Amongst the eight remaining hub genes, CDC20, CCNB2, AURKB, MAD2L1, CENPE, KIF2C, and PCNA were highly expressed and related with negative prognosis of sarcoma. CDC20 regulates cyclins and interacts with various proteins. Guo et al. found that CDC20 is regulated by lncRNA SPRY4-IT1 to induce cell growing and invasion in pancreatic tumour [30]. Wang et al. reported that CDC20 exhibits cancer-promoting effects. Thus, targeting CDC20 in cancer may be a potential treatment strategy [31]. Wang et al. reported that CDC20 serves as a meaningful prognostic biomarker in most cases of human solid tumours and that its high expression reduces patient survival [32]. HMGA-induced CCNB2 (a molecule of the cyclin clan) plays an important role in the development of mouse or human pituitary tumours [33]. Up-regulation of CCNB2 has a negative effect on the outcome of sufferers with non-small cell lung carcinoma [34]. AURKB, an aurora kinase encoding a serine/threonine kinase, binds to microtubules and is involved in chromosomal regulation during mitosis and meiosis. Al-Khafaji et al. reported that paclitaxel promotes responses via AURKB in non-small cell lung tumour [35]. MAD2L1, one of the components of the mitotic spindle assembly checkpoint, appropriately aligns all chromosomes on the medium plate. Zhong et al. found that MAD1L1 and MAD2L1 increases the likelihood of colorectal cancer amongst smokers [36]. Zhu et al. reported that CDK1 and MAD2L1 are markers of poor prognosis in lung adenocarcinoma [37]. HIST2H2BE (H2B), an element of the histone family, are responsible for the chromosomal fibre nucleosome structure in eukaryotes. Spolverini et al. reported that let-7b / c microRNA inhibits cell migration by regulating HIST2H2BE deubiquitination to ubiquitination [38]. CENPE (centroid-associated protein E), a cell cycle-driven motor protein, acts on the early stages of chromosome alignment.

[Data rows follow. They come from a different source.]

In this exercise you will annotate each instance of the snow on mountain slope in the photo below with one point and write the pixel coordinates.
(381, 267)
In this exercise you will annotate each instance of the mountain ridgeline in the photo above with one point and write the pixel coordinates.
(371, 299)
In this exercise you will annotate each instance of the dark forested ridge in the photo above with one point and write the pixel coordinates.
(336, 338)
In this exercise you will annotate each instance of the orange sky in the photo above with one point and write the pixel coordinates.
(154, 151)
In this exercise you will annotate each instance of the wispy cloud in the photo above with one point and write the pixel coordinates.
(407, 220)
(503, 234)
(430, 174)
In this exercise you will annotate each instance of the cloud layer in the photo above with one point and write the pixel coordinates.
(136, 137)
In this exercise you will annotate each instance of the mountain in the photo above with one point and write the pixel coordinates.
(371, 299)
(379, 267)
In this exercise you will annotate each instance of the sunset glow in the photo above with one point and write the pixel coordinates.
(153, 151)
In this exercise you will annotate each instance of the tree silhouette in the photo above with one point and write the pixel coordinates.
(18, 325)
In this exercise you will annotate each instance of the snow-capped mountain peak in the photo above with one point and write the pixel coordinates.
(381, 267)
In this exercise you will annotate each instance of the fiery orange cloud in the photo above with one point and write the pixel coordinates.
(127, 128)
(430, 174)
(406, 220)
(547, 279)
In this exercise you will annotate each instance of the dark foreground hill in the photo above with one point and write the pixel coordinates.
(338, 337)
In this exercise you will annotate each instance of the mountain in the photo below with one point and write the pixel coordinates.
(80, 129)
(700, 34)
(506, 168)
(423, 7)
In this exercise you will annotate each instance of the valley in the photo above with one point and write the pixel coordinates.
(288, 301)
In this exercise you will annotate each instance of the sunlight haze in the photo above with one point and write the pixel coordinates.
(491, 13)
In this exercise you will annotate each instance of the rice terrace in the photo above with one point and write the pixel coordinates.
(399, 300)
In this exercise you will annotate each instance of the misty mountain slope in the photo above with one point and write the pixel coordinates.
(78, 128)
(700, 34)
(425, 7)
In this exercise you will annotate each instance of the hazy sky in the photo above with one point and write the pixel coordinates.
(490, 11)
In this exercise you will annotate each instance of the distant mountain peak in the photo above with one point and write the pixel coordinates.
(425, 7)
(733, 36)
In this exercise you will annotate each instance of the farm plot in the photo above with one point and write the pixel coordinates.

Kung et al. reported that CENPE may play a treatment mark role in sufferers with triple-negative/basal a-type breast tumour [39]. KIF2C encodes a protein with a kinesin function through the movement of microtubule-dependent molecules. Duan et al. reported that KIF-2C expression affects the bad ending of males with surgical oesophageal squamous cell carcinoma [40].

The ubiquitination of PCNA involves DNA repair. Wang et al. reported that miR-363-3p controls the growth of lung adenocarcinoma by reducing the expression of PCNA [41]. Such studies reveal that these genes are associated with the prognosis of a variety of tumours and may become biomarkers of RMS in the future.

The occurrence of tumours is affected by many aspects, and the roles of signalling pathways in tumours have become a popular topic of scientific research. In this study, P53, ECM-receptor interaction, cancer, viral cancelation, and PI3K-Akt signaling pathways were identified. Inactivation of the P53 pathway could induce the development of RMS [42]. Hawkins et al. [43] found that ECM mainly acts on tumour metastasis. As the PI3K-Akt signalling is active in RMS, targeting this pathway could inhibit the activation of hypoxia-inducible factor-1α, thereby inducing the formation of apoptosis-sensitive cells [44]. Studies on these pathways to provide feasible ideas for the pathogenesis of the disease present a future research direction for RMS.

Conclusions

The study applied a comprehensive analysis of DEGs in RMS and normal striated muscles and discovered a total of 1932 DEGs related with RMS development. Some genes were involved in changes in the cell cycle, P53 and PI3K-Akt signalling pathways. We also found that the cell cycle regulatory molecules CDK1 and CCNB1 are the most highly connected genes amongst the hub genes and highly expressed in RMS. The increased expression of these genes may contribute to the growth of RMS tumour cells. Therefore, CDK1 and CCNB1 may be biomarkers for the potential diagnosis and therapy in RMS disease. However, our results require further validation using larger cohorts.